Hello, I have completed my BMQ and am currently in a infantry unit but after learning about the army and what people actually do I know I would do a lot better in Armored unit. I was wondering how difficult would it be to transfer to an armored unit (or another unit that has armor in it).

       Another question that I can't find an answer to on the DND website, are there any armored units or units with armor in them around Ottawa?

    Thanks.


----------



## Zoomie (29 Aug 2004)

Only ArmoUred Squadron around the Ottawa/Hull area is Regiment de Hull - how's your french?

A transfer can be easy or difficult - it all depends on your losing and gaining Unit.  Good Luck.


----------



## meni0n (29 Aug 2004)

What about the GGHG?


----------



## mdh (29 Aug 2004)

The Governor General's Horse Guards are a Toronto armour unit - you might be thinking of the Governor General's Foot Guards, cheers, mdh


----------



## Mystix (29 Aug 2004)

Zoomie said:
			
		

> Only ArmoUred Squadron around the Ottawa/Hull area is Regiment de Hull - how's your french?
> 
> A transfer can be easy or difficult - it all depends on your losing and gaining Unit.   Good Luck.

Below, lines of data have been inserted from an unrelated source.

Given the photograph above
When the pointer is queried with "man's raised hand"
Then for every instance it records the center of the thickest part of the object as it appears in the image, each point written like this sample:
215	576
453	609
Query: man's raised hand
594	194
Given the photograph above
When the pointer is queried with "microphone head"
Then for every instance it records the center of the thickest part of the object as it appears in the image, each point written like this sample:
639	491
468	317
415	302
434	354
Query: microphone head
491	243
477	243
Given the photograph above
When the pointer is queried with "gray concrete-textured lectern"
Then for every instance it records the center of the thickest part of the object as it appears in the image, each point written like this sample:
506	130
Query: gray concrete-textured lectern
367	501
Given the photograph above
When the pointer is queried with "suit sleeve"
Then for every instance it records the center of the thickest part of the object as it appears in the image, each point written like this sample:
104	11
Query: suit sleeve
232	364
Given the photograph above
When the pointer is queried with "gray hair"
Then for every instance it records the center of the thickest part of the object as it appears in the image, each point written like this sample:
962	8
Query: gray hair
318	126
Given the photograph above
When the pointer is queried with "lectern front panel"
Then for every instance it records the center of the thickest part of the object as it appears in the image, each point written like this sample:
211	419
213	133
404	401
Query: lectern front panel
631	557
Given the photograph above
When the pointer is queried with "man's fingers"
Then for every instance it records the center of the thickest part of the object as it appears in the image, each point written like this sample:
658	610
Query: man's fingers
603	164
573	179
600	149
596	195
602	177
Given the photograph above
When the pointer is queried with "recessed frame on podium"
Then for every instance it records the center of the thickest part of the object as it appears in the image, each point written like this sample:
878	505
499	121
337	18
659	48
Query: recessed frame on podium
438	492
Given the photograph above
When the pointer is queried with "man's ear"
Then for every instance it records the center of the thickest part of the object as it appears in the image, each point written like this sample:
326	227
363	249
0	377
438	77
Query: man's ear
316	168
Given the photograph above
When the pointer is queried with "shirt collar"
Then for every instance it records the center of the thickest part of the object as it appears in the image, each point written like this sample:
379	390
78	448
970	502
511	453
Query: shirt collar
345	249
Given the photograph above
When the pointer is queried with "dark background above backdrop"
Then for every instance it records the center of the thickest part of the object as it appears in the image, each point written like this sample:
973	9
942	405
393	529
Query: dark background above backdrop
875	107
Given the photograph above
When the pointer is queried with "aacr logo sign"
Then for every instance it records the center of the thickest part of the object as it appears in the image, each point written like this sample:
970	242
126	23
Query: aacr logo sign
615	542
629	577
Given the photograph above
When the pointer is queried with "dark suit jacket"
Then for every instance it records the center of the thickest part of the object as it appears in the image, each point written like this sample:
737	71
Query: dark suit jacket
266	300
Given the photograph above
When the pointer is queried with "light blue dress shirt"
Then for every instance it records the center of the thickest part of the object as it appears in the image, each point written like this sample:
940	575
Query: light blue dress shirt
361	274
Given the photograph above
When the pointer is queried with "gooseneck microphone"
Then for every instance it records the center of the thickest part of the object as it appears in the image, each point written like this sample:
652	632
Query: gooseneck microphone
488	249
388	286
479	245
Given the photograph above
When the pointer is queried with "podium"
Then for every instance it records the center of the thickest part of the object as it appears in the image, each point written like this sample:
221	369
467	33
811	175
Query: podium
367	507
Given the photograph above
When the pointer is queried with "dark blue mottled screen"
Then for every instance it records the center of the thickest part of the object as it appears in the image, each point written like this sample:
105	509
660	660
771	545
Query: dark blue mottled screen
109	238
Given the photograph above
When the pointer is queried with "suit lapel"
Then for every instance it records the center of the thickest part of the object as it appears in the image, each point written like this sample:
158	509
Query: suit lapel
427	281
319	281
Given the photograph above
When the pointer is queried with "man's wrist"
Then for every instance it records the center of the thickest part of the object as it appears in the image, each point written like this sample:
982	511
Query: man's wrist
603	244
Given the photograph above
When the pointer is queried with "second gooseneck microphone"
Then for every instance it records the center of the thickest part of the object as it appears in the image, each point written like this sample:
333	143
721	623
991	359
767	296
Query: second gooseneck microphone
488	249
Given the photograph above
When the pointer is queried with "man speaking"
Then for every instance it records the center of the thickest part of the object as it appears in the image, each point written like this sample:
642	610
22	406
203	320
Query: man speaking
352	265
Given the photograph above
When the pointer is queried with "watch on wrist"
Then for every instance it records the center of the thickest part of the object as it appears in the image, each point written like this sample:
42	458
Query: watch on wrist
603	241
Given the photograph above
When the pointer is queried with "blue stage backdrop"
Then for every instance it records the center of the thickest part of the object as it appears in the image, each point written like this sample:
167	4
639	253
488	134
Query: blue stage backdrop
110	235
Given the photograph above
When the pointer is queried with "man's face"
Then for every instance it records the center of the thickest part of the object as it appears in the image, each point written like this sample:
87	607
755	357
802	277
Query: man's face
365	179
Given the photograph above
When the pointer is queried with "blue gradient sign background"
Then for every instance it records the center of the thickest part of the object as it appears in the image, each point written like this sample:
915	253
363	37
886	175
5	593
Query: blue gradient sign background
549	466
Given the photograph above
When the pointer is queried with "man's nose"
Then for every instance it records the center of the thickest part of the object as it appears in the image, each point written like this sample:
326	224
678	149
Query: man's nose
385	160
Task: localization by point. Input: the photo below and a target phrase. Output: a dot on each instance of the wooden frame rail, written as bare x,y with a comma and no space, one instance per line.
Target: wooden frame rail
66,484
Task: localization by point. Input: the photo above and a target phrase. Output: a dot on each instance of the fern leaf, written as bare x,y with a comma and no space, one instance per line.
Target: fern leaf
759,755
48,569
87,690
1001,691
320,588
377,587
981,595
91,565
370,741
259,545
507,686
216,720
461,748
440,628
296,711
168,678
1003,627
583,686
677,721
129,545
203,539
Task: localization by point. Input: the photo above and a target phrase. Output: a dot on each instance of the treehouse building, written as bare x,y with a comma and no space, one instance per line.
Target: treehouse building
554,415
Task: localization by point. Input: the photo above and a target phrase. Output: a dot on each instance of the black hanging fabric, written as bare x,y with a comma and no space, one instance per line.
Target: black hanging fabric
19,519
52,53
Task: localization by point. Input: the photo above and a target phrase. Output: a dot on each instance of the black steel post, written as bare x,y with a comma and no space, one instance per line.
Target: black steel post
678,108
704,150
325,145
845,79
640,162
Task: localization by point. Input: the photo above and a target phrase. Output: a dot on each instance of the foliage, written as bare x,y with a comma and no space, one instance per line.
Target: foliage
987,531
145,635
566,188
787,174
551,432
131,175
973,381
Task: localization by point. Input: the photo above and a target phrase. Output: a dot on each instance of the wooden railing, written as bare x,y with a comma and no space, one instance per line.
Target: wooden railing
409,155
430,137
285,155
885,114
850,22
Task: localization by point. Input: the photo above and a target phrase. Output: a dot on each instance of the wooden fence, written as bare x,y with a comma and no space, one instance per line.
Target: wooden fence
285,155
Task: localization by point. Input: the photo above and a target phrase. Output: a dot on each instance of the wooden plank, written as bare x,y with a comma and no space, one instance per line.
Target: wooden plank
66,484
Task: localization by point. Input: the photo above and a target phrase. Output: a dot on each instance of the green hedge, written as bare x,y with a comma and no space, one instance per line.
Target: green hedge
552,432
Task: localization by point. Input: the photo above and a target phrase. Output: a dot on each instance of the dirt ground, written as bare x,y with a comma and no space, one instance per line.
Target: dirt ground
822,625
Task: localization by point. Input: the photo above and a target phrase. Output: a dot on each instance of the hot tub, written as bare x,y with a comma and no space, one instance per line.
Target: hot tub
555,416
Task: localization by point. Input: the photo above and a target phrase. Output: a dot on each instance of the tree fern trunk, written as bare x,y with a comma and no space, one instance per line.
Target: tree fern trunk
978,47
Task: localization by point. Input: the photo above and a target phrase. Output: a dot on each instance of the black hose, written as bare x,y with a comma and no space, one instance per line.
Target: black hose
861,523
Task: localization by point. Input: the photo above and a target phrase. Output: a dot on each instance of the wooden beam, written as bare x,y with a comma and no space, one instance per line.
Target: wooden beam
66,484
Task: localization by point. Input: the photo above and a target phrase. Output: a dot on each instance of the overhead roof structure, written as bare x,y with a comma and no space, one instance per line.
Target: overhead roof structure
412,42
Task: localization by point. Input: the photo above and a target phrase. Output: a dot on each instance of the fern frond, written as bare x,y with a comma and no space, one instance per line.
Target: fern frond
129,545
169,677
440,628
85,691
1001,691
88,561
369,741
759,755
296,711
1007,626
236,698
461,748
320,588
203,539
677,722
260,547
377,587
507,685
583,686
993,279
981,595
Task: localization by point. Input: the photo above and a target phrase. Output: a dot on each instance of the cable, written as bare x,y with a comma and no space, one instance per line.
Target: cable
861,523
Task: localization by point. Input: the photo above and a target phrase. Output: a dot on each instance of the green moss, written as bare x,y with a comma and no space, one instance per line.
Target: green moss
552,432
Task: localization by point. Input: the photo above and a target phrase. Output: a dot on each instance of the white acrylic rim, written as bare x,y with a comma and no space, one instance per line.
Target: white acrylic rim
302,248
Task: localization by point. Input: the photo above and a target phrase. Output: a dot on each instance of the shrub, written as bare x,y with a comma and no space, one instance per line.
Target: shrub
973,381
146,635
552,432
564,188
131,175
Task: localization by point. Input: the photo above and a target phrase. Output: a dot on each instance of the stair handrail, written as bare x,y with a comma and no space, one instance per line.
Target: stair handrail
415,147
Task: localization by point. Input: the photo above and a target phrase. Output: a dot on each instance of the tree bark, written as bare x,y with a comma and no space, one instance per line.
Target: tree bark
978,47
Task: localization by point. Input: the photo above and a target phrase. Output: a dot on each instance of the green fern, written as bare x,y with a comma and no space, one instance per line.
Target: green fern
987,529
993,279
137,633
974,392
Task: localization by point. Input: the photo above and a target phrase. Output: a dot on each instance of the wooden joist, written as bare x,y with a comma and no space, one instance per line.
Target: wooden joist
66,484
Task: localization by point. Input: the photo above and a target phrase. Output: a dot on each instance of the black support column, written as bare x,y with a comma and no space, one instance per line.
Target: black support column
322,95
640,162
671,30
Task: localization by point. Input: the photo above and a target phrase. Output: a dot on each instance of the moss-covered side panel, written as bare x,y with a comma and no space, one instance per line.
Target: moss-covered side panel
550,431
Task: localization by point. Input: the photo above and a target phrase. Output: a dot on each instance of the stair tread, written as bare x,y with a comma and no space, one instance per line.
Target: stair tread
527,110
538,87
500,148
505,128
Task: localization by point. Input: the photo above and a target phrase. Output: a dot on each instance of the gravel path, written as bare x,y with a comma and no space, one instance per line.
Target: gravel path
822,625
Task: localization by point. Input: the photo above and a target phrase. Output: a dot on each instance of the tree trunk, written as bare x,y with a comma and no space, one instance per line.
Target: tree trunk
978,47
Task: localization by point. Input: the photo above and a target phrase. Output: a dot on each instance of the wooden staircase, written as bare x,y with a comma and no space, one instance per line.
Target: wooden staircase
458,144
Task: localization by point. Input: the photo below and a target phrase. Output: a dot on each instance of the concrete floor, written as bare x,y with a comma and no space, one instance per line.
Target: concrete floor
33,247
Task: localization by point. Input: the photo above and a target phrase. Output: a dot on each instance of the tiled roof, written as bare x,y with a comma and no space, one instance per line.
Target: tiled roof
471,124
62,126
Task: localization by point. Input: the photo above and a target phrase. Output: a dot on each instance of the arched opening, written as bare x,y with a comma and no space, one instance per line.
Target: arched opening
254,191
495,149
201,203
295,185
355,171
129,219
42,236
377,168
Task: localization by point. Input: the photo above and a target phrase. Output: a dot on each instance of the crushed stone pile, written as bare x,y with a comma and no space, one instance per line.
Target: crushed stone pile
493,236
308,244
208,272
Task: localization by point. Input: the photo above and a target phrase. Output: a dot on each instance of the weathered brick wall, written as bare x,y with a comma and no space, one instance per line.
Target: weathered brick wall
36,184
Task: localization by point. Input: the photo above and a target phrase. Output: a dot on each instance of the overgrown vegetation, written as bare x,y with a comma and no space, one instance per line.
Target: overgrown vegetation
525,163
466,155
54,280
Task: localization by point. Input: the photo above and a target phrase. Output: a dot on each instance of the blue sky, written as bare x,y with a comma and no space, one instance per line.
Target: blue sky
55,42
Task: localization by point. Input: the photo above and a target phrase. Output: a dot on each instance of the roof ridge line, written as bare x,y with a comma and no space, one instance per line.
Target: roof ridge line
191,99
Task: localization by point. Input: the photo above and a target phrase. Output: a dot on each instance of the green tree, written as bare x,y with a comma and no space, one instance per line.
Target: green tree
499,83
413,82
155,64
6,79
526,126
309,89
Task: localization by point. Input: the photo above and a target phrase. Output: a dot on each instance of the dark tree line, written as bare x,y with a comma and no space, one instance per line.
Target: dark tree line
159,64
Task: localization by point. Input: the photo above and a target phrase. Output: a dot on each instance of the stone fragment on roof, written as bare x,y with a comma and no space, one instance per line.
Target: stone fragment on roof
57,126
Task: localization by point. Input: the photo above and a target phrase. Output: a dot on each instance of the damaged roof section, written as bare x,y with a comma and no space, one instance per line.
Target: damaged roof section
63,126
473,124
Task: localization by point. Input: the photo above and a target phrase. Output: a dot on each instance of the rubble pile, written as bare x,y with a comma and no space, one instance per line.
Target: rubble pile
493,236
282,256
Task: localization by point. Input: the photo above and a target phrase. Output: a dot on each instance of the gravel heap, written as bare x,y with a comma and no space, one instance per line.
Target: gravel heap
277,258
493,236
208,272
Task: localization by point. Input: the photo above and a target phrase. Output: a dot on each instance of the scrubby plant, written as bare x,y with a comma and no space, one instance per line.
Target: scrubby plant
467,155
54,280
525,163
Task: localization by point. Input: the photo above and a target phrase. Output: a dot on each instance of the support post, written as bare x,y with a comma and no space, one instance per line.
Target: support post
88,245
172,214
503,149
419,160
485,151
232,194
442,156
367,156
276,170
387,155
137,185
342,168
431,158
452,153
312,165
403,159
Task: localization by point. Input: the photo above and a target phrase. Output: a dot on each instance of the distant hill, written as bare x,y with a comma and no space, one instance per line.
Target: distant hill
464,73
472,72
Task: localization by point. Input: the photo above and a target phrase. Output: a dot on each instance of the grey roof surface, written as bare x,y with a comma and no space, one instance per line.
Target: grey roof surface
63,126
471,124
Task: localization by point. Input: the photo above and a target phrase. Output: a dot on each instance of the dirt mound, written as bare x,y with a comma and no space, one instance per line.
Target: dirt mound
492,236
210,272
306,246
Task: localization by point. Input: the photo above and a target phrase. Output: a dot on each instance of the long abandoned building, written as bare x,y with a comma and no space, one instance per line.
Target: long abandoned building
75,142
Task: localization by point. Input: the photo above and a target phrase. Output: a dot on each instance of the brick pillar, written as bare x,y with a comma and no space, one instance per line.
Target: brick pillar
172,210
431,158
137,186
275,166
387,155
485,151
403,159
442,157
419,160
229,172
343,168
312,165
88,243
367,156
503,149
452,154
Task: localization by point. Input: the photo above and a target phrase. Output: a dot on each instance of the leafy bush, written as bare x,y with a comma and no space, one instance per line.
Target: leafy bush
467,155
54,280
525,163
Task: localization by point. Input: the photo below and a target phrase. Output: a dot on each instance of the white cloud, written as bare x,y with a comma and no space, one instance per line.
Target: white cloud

  don't know a word of french, are there any other units around here that have armor in them? or am i out of luck on armored?


----------



## George Wallace (29 Aug 2004)

As a Reservist in Ottawa, you have little choice.  If you were to go to school(University/College) in Toronto or London, then you would find Armd units to join.  Transfering into one of them, if you intended to move there for schooling would probably not be a problem.

GW


----------



## mdh (30 Aug 2004)

Mystix,

What's wrong with the Infantry Reserve? They do have other jobs within the Regiment which might be suitable for you.  Inquire first before rushing out to transfer.  Units are loathe to lose active members.  Also why not consider the arty if there's no armour - there is a unit in Ottawa.  Or if Combat Arms is just not your thing I believe there is a Service Battalion in the area.


----------



## Coyote43D (30 Aug 2004)

Besides the R de Hull, the nearest reserve armoured regts to Ottawa are the Ont Rs in Oshawa and RCH in Mtl. There is a Svc Bn, a Med Coy, an Engineer Sqn and Arty in Ottawa


----------